Tuesday, October 1, 2013

Dog People

"Dogs don't shit where they sleep." The first time I heard this was my first year in law school, and a 3L said it to us as a warning to not date other students in our section. (Which advice I ignored, of course. And, of course, not only did I have to see the guy every day for the entire year, we now live in the same town and I periodically have to studiously ignore him when I see him shopping at Publix.) Up until two weeks ago, I thought that this saying was figurative, but now that we are dog owners, I have learned that dogs really don't shit where they sleep. Thank goodness, because they are happy to shit anywhere else.

We picked up our little puppy in Virginia, very early on the last day of our whirlwind D.C. "vacation." Sister was nice enough to drive the K and the Girl to the breeder in Clarke County, which is about 65 miles from Washington. This meant that they left the hotel at o'dark thirty in the morning so that we could all still make our flight home. Sister sent this picture of the Girl and her new friend:


I know. Very cute.

She was still cute when we met her in person at the combination dog walk and smoking area at Reagan-National Airport:


The cute thing only lasts for so long. Now that I know this puppy a little better, I can't tell you how surprised I am that she is not lurching at the leash to eat those cigarette butts.

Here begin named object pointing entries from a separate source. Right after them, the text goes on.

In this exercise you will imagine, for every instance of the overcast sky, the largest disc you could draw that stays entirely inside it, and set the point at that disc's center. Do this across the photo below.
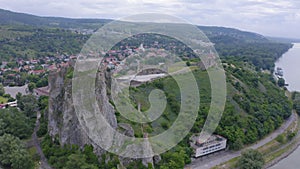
(280, 18)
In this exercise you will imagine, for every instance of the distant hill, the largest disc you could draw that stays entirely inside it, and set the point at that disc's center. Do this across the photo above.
(29, 36)
(222, 34)
(13, 18)
(284, 40)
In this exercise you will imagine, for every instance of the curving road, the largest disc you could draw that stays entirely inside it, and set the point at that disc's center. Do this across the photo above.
(219, 158)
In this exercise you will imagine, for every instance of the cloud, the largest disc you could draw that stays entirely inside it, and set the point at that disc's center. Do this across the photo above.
(270, 17)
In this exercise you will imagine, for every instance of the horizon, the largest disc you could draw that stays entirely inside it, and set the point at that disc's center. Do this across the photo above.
(272, 19)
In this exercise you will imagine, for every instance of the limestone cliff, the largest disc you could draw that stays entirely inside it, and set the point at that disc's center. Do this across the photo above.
(63, 122)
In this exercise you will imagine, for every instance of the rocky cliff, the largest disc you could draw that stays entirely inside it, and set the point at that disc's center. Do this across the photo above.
(63, 122)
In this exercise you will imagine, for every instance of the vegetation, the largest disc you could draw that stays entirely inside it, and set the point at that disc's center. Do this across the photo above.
(13, 153)
(296, 100)
(15, 123)
(251, 159)
(27, 42)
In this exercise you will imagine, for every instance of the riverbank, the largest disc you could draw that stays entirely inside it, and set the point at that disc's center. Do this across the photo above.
(227, 160)
(284, 150)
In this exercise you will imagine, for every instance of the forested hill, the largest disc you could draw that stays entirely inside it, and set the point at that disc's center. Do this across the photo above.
(13, 18)
(29, 36)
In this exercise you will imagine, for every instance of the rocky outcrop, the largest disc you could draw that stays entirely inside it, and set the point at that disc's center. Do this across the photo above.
(63, 122)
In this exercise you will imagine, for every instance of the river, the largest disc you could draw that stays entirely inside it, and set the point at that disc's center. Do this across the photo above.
(290, 63)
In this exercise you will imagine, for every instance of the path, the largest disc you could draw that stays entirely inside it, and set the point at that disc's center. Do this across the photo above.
(209, 162)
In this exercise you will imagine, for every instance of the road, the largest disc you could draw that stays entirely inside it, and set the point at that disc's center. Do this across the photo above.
(213, 160)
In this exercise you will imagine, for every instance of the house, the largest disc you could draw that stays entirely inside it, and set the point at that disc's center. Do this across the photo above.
(213, 144)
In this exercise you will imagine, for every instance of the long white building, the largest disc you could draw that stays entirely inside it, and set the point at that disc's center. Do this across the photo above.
(213, 144)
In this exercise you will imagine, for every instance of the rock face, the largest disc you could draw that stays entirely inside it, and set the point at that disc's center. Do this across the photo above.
(63, 122)
(62, 119)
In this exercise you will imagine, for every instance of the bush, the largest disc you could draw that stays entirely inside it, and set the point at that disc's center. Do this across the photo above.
(251, 159)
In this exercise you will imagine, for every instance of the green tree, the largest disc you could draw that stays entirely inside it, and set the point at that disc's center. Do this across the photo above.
(13, 154)
(21, 159)
(251, 159)
(281, 82)
(78, 161)
(2, 91)
(28, 104)
(31, 86)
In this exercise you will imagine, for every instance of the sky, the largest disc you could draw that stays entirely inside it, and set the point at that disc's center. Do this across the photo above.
(277, 18)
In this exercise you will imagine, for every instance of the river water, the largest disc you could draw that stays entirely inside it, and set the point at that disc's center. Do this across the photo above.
(290, 63)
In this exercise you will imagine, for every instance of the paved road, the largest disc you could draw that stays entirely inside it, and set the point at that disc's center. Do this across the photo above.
(213, 160)
(43, 161)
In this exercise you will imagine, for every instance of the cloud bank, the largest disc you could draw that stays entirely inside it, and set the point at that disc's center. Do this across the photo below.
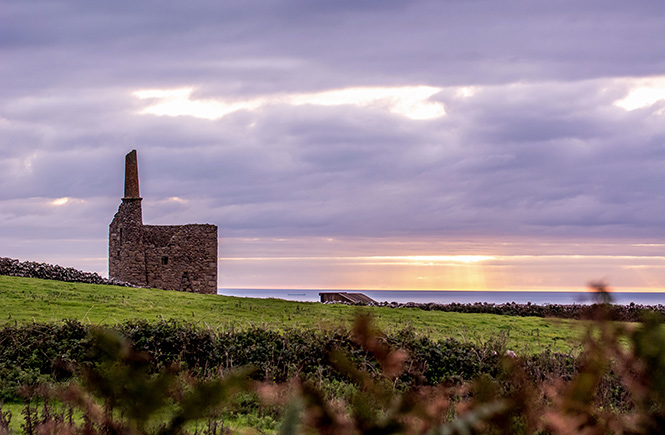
(374, 120)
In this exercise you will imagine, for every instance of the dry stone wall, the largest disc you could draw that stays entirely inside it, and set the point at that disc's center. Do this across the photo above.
(31, 269)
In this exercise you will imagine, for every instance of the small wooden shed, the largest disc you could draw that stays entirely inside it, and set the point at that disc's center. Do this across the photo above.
(352, 298)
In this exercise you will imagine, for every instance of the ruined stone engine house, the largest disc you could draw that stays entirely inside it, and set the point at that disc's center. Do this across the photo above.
(170, 257)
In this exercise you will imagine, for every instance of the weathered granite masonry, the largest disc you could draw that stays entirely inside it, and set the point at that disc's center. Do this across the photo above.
(171, 257)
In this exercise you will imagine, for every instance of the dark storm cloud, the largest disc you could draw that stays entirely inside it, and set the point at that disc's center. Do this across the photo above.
(539, 148)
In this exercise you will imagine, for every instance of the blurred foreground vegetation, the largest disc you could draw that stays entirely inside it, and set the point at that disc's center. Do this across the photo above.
(173, 377)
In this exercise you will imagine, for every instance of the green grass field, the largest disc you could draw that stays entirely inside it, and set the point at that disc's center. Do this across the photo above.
(25, 300)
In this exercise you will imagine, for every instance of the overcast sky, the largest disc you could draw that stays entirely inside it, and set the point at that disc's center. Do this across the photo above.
(348, 144)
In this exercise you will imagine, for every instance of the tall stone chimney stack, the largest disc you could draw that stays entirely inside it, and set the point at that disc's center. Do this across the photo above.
(131, 176)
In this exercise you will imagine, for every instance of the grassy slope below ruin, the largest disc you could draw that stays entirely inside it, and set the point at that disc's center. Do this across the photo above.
(25, 300)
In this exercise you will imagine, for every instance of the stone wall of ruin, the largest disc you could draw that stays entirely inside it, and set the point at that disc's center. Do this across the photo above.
(181, 257)
(126, 252)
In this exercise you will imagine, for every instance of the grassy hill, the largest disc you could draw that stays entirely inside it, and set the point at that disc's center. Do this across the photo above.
(25, 300)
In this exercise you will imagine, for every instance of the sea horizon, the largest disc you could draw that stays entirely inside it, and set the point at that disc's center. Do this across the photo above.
(455, 296)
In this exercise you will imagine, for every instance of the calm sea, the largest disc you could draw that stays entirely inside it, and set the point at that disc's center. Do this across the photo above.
(446, 297)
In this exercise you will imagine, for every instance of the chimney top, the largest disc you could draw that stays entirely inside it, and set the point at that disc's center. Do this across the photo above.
(131, 176)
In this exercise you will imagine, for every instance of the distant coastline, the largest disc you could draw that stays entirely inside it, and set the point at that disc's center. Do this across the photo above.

Just between you, me and the Internet (I guess that would be among us), I don't really like dogs. They're just like these furry jumping, licking, pooping, humping, butt-smelling creatures. I recently read that a "major" University of Texas study showed that dog people are "more extroverted, more agreeable, and more conscientious" than cat people. Cat lovers were found to be "less traditional, more creative, and more neurotic." A few questions: (1) what is going on at UT that they're doing studies on cat people and dog people? 2) Do you know a Texan with a cat? There is no way that this study wasn't inherently biased. (3) Who funded this study, the dog lobby? I smell a Rat. Terrier. Based on this (likely to be flawed) survey, I meet 2/3 of the cat person criteria. Since I'm a SAHM who never met an oxford cloth button down shirt that I didn't like and I don't have a single tattoo, I can't really claim to be "less traditional." But, I suppose I could be described as creative-ish and I'm definitely neurotic. The question is, am I dog-person enough to adjust to life with Dog?